Baltimore city government employees are now able to devote up to two work hours per week to helping third-grade students hone their reading skills, the mayor's office announced this month.

Mayor Stephanie Rawlings-Blake signed the executive order on Feb. 1, according to a release, that would allow full-time employees to volunteer in the Baltimore city school system to provide one-on-one tutoring to students struggling with reading--a cause the mayor has taken up as part of her "Third Grade Reads Initiative." 

In September, Baltimore was named among cities that received a $40,000 grant to target reading in third-grade--which research identifies as a critical point in a student's literacy development.

Currently, about 35 percent of Baltimore City's third graders are not reading at proficient levels, and the district's overall reading scores on the Maryland School Assessments slid back 2 percentage points this year.

The initiative targets 250 of those students in four schools: Edgecombe Circle Elementary, Callaway Elementary, Friendship Academy at Cherry Hill, and Westport Academy.
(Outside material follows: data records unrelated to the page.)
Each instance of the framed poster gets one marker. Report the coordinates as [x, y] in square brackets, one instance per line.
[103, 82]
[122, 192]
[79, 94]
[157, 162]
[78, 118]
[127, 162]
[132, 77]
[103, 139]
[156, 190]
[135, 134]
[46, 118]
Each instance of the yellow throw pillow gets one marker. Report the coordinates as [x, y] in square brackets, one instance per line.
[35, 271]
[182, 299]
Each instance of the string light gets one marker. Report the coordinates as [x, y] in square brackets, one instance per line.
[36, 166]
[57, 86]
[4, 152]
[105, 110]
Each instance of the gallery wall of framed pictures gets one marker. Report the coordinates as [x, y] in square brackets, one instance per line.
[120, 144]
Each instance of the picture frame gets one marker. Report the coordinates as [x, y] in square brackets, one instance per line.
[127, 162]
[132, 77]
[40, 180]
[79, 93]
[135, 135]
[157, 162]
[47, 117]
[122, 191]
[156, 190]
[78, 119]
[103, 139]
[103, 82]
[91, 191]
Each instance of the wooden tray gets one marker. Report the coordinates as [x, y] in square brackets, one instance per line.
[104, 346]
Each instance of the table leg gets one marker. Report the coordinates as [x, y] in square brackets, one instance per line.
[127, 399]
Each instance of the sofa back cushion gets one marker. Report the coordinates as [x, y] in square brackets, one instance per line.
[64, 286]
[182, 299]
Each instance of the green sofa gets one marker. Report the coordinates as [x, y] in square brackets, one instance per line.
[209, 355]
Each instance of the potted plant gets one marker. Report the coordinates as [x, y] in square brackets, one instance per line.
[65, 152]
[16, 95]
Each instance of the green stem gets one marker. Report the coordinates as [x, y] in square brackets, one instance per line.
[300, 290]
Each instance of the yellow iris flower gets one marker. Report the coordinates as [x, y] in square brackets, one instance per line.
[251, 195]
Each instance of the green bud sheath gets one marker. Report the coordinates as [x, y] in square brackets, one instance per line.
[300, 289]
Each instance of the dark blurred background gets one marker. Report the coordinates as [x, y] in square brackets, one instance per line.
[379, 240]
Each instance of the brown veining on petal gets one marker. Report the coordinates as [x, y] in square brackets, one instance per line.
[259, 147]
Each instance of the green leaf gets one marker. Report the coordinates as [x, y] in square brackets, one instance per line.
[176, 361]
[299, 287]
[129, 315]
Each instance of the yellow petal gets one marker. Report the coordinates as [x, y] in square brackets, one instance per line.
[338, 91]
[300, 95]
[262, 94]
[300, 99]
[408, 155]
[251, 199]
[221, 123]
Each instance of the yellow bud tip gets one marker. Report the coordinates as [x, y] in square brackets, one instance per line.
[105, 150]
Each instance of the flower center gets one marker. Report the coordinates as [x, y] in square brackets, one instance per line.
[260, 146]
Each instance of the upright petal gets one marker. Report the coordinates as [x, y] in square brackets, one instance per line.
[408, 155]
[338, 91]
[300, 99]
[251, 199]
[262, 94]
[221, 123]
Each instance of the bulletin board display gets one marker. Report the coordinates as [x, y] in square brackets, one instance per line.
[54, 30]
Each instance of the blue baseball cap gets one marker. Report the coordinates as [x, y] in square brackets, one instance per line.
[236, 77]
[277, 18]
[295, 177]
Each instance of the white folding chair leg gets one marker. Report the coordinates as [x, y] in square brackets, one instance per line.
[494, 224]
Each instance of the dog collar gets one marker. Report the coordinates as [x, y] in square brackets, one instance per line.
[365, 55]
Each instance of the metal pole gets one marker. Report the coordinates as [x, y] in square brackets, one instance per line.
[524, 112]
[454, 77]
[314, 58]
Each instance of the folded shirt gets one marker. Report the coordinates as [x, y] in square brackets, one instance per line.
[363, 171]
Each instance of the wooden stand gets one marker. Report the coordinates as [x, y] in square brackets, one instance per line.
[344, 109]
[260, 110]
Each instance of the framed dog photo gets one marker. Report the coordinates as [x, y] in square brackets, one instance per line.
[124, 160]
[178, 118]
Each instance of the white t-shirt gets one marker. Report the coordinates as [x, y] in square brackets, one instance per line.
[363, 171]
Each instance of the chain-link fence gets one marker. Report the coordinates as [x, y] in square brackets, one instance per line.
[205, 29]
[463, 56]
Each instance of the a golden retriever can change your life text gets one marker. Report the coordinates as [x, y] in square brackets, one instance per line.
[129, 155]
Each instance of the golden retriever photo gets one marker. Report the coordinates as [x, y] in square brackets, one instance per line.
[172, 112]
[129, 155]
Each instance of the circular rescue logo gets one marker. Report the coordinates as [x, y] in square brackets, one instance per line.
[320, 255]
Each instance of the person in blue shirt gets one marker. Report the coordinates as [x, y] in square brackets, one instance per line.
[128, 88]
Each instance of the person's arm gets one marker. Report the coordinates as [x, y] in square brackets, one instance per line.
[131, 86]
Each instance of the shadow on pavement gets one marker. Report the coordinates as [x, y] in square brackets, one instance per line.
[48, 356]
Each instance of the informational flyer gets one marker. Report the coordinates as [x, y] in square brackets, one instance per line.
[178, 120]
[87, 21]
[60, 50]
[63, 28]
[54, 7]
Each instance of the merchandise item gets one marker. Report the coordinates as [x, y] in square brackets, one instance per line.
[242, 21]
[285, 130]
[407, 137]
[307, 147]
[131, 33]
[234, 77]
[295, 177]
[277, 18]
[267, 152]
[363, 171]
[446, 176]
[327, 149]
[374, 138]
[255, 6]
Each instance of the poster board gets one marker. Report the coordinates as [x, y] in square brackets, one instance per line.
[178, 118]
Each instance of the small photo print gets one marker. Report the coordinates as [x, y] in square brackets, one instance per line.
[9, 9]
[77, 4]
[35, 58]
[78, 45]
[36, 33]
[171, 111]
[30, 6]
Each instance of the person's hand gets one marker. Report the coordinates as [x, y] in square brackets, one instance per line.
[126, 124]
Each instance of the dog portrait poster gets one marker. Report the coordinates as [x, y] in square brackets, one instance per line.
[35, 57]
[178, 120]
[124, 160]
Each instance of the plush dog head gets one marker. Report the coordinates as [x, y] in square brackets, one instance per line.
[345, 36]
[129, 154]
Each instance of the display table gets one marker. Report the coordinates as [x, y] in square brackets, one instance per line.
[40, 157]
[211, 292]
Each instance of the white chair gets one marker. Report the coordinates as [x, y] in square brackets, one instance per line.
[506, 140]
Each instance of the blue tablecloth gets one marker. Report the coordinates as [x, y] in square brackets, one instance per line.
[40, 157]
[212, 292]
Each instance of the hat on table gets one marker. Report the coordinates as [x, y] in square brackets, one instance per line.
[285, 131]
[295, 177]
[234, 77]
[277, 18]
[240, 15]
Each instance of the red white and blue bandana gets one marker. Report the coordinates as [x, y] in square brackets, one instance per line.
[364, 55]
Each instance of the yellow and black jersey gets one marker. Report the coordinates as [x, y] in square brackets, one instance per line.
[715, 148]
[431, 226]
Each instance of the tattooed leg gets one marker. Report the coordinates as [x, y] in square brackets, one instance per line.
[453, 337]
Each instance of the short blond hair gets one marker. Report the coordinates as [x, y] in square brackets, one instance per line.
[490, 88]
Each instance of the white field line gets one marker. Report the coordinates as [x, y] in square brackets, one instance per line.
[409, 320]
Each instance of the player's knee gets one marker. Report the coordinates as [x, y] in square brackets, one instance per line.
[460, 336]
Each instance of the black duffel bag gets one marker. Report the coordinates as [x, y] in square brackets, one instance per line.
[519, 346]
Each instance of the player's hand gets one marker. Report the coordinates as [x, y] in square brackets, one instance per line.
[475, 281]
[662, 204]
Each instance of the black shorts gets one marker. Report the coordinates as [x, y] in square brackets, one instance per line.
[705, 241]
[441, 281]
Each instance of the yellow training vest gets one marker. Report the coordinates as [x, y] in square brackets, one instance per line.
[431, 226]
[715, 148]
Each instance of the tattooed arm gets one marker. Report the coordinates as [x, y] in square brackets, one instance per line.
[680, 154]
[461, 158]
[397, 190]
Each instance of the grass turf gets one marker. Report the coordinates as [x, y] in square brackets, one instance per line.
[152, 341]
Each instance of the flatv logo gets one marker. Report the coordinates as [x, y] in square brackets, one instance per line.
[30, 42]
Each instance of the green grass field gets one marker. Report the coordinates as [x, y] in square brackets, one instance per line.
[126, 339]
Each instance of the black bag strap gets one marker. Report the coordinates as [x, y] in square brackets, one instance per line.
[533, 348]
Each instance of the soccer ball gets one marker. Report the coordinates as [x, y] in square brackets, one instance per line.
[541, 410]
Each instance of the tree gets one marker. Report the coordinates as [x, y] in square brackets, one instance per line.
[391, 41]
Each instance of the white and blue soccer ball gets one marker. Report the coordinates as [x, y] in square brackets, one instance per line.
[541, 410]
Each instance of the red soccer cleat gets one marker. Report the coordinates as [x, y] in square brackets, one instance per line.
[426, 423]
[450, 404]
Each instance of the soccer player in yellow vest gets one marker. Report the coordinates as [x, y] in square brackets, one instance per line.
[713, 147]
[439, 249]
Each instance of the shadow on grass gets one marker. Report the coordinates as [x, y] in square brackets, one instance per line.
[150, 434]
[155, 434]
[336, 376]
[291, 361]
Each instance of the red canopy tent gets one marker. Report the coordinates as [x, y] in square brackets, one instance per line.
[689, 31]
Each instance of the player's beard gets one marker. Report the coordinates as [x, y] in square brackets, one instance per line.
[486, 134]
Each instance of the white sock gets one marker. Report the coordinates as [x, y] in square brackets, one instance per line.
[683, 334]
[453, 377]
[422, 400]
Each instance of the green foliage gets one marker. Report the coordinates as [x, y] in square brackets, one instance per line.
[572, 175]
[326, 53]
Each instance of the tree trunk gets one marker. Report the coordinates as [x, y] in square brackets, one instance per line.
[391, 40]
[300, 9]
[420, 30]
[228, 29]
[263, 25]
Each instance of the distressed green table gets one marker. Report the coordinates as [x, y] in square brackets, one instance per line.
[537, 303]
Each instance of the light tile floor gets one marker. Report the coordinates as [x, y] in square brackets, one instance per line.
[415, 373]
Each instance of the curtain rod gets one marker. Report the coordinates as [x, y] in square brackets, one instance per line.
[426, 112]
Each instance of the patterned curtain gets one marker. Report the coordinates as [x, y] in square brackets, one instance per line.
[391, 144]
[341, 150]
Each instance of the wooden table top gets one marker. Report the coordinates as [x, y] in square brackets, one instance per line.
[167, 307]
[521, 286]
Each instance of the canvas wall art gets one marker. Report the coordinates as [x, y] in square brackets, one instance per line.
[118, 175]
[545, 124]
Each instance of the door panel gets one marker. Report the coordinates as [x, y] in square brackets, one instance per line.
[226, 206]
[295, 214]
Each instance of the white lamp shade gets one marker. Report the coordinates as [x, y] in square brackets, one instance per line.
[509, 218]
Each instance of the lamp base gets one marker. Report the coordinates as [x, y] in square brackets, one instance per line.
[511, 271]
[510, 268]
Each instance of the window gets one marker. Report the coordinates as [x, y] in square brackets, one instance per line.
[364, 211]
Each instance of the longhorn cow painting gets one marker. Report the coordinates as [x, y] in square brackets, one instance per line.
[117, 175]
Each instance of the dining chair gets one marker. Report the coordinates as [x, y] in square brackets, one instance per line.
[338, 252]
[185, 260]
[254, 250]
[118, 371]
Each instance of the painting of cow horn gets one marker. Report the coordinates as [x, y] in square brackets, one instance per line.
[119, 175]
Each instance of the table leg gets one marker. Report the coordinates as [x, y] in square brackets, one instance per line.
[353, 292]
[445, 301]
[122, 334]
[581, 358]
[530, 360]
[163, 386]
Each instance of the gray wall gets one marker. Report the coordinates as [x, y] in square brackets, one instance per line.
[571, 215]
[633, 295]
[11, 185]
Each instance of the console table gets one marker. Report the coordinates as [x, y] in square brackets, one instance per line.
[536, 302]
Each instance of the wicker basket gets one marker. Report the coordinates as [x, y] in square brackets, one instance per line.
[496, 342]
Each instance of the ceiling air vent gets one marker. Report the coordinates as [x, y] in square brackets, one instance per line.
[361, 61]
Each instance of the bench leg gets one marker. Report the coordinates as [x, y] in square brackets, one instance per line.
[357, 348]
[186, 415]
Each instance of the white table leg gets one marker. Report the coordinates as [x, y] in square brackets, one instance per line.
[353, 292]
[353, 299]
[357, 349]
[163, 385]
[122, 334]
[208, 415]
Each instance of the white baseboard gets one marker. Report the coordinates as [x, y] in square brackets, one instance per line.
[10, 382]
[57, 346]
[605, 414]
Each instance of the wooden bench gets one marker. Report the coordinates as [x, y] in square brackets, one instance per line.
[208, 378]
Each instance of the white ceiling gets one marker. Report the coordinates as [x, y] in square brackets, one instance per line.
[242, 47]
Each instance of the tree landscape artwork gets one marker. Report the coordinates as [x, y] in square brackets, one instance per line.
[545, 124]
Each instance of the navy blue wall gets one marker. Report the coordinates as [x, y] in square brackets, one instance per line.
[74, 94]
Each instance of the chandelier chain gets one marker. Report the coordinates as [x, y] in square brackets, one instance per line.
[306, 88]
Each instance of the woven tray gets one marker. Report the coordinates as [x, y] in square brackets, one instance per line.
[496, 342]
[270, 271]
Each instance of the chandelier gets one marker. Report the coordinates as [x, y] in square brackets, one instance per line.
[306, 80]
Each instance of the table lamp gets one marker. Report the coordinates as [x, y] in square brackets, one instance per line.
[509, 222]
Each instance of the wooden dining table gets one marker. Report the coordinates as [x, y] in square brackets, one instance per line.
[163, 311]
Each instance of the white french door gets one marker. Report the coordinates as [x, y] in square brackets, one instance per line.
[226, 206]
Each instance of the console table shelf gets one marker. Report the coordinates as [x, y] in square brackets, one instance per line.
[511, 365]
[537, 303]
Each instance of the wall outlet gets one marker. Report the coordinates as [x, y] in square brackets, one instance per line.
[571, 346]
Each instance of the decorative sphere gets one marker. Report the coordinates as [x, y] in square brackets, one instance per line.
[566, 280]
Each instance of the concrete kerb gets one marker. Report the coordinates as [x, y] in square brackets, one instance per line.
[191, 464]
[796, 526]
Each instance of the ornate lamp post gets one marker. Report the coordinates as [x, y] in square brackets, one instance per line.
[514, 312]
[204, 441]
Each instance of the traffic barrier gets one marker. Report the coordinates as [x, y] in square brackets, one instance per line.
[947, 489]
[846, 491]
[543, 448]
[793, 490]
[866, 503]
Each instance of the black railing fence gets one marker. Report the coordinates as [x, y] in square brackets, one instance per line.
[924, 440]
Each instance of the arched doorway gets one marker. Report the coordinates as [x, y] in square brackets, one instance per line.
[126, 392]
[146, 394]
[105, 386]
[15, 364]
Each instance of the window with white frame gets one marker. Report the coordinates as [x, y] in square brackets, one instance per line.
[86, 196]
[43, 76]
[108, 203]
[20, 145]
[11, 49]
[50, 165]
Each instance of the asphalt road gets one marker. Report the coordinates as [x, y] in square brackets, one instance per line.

According to the announcement, the program has three key components: an evidence-based  curriculum, a measure of progress and results, and a goal to have students achieve a one-grade-level increase in reading skills, on average, after 26 hours of tutoring.

The application process opened up to city employees last week. The employees have to the =hours approved by supervisors, go through training, and a criminal background check.